Réseaux neuronaux hybrides. - page 20

 
rip >> :

MSE

Étrangement, lorsque j'ai commencé à appliquer ce même outil à forex avec MSE, cela n'a pas fonctionné. Vous devez appliquer une erreur complètement différente je pense.

 
registred >> :

Étrangement, lorsque j'ai commencé à appliquer ce même outil à forex avec MSE, cela n'a pas fonctionné. Vous devez appliquer une erreur complètement différente je pense.



OK, lequel ? Dans le cas d'un apprentissage avec un professeur, je pense que l'EMS est suffisant.

 
rip >> :

OK, lequel ? Dans le cas d'un apprentissage avec un professeur, je pense que l'EMS est suffisant.


J'y pense. Mais je sais avec certitude que MSE n'est pas bon. Du moins pour moi, pour la raison indiquée ci-dessus. Je crois que pour un réseau neuronal, l'enseignant (la règle) est l'erreur, car c'est un approximateur universel, nous devons en quelque sorte déterminer l'étendue de cette approximation, la qualité de l'approximation, en tenant compte du rendement du marché, pour amener la série à une forme plus stationnaire, pour ainsi dire. Si vous avez des idées à ce sujet, nous pouvons en discuter.

 
registred >> :


J'y pense. Mais je sais avec certitude que MSE n'est pas bon. Du moins pour moi, pour la raison mentionnée ci-dessus. Je crois que pour un réseau de neurones le professeur (règle) est une erreur, comme c'est un approximateur universel, il faut en quelque sorte déterminer le degré de cette approximation, la qualité de l'approximation, en tenant compte des rendements sur le marché, pour amener la série à une forme plus stationnaire, en quelque sorte.
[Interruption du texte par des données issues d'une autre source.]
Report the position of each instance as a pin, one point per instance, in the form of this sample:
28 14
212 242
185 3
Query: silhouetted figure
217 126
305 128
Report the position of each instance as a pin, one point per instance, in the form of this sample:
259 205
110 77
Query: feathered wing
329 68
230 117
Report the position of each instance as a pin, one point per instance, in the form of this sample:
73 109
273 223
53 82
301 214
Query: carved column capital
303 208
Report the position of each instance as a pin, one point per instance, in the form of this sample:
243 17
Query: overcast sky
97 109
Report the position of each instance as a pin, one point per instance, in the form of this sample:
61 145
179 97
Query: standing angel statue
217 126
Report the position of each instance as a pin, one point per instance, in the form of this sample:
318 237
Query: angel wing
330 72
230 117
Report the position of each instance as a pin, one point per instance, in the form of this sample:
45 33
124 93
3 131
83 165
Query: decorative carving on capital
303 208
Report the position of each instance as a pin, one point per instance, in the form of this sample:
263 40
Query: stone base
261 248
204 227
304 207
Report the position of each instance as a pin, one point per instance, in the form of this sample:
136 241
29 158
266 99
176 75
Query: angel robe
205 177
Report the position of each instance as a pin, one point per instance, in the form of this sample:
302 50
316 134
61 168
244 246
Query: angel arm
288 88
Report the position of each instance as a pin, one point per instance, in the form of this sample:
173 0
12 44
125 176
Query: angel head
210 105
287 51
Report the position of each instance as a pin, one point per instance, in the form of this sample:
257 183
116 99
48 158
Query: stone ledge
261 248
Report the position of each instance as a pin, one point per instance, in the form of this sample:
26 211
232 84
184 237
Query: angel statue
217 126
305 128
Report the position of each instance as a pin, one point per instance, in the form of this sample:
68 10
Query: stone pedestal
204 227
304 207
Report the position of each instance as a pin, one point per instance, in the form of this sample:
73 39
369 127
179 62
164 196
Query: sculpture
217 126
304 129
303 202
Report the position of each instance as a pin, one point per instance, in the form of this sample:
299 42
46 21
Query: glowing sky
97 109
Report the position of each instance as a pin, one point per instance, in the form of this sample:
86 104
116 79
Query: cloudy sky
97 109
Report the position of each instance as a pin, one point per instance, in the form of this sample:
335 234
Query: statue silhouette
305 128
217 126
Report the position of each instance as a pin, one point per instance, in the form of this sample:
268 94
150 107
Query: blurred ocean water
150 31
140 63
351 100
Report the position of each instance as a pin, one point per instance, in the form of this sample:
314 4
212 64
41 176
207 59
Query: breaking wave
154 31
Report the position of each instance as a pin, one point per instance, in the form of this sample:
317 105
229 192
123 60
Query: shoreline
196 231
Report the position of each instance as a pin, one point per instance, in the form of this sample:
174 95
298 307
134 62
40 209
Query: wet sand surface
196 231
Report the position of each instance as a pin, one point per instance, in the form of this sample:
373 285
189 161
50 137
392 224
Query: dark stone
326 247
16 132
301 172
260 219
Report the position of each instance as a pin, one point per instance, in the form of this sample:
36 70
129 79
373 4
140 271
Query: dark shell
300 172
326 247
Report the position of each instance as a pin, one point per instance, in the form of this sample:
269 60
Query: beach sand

Si vous avez des idées à ce sujet, nous pouvons en discuter.


Si un nombre pouvait être amené à une forme stationnaire, je pense qu'il n'y aurait pas de forex en tant que tel :)

 

En bref, les gens ont déjà eu des exemples d'applications réussies des réseaux neuronaux, nous devons travailler sur ce point encore plus rapidement.

 
registred >> :

En bref, les gens ont déjà eu des exemples d'applications réussies des réseaux neuronaux, nous devons travailler sur ce point encore plus rapidement.

Pourquoi il y en a eu, il y en a. Si ma mémoire est bonne, en 2007, Better a gagné avec une NS probabiliste.

La tâche du réseau était de prédire le mouvement du parcours.

 
rip >> :

Pourquoi il y en avait, il y en a. Si ma mémoire est bonne, en 2007, Better a gagné juste avec une NS probabiliste.

La tâche du réseau était de prédire le mouvement du parcours.



Oui, je l'ai lu. Le réseau probabiliste a un gros problème, il est sensible au bruit dans les données. En termes simples, elle est peu empirique, contrairement à BackProp et aux autres méthodes itératives.

 
registred писал(а) >>

Le réseau probabiliste a un gros problème, il est sensible au bruit dans les données.

Pouvez-vous nous en dire plus ? Je pense que j'ai vu différents points de vue dans la littérature.

 

Le VNS est moins sensible au bruit dans les données, par rapport à des méthodes similaires (par exemple k-NN), mais par rapport au MLP et aux méthodes similaires, l'image est probablement inversée...

 
lea >> :

Pouvez-vous nous en dire plus ? Je pense que j'ai vu différents points de vue dans la littérature.


Et quel est le paramètre à régler à cet endroit ? Sigma ? Comment allez-vous l'ajuster ? Comment trouver la solution optimale ? Ce sont des questions qui ne sont pas tout à fait claires pour moi. Une autre chose est que pour MLP seul le type d'erreur est un paramètre essentiel, j'y insiste néanmoins. Bien sûr, le MLP se bloque dans le minimum local et il existe des méthodes pour le combattre. Dans tous les cas, la solution optimale pour les MLP peut être trouvée non pas en trouvant le minimum global pour de nombreuses tâches. Si vous avez quelque chose qui fonctionne avec PNN, c'est une très bonne chose.